I got really angry today so I posted on Twitter my feelings. A fellow CES sufferer saw a doctor today for her disability claims. He discounted her having CES, Cauda Equina Syndrome, saying she HAD CES, but once you have surgery, you no longer have it. That infuriated me. Infuriate is my word today as I have used it several times. I don’t get how a doctor can say something like that. If she had a stroke, the result would be the same. I just don’t get it. I really don’t and the more this happens, the more I distrust the medical profession. To me, despite their high degree, are all bozos, unless proven otherwise. I have yet to find a doctor that helped me with my ankle. No one wants to believe that I still have nerve damage in it. That the weakness is just from tendonitis. Just pisses me off, big time. So I have to take pain medication to quiet the pain. Normally, tendonitis heals with rest and therapy. I have been resting for three years now and I still have flare ups of pain. And no one can tell me why I am in pain or why my ankle swells up and all the veins in my foot pops out when I am in severe pain. Course, a doctor has yet to see this happen because it only happens in the after hours, late at night with the pain so bad I want to kill myself. It doesn’t flare up during appointment hours or even during an appointment. I am hardly in pain during the day, usually. But after seven in the evening, almost every night, the pain will rise and if I don’t start taking pain meds it becomes out of control. I have been fortunate that lately I have stayed on top of it. I am kind of lucky that I no longer work because if Friday was any indication, I would not be able to walk and stand eight hours a day. I would be in too much pain. Friday I walked more than I should have and paid heavily for it. Only reason I walked too much was because the eyeglass place made my glasses wrong. If the idiot explained to me what he meant by distance, we wouldn’t have had this problem. I still haven’t gotten my glasses back yet. I will call tomorrow and find out when they will be ready. I need them to read Dostoevsky. The glasses I am currently wearing can only go so far and then I start straining my eyes to see with them. It sucks having bad eyesight. I have been wearing glasses since I was in first grade.
My therapist and I talked about the chat that had me upset Sunday night. It’s like, am I smarter than all these clinicians and therapists in this chat when it comes to suicide prevention?
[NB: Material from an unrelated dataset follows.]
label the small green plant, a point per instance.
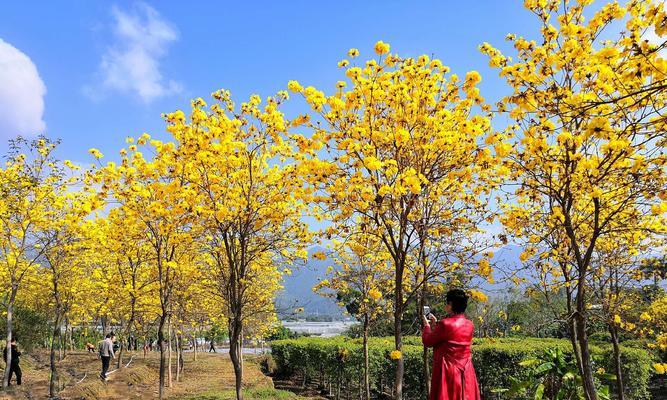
(554, 376)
I understand they want research and evident based treatment, but the research is there. If I know about it, why don’t they? I don’t get it. I don’t even hold a bachelor’s yet I know what needs to be done for a suicidal patient. Understanding, compassion, empathy, and the client telling his story. Treatment can be DBT based or CBT. I understand not everyone is trained in these modalities. There is a “short” kind of CBT, Cognitive Behavioral Therapy, that seems to help veterans in as little as five sessions. This is from what I have gathered on the internet vines and through the research of Jobes. So why do they not trust these kind of therapies is beyond my understanding. If they are looking to predict a suicide, they will have to wait a really, really long time for that to happen. You can’t predict a suicide anymore than you can predict cancer in a patient. And if this prediction is what they mean by prevention, they don’t understand anything about suicide at all.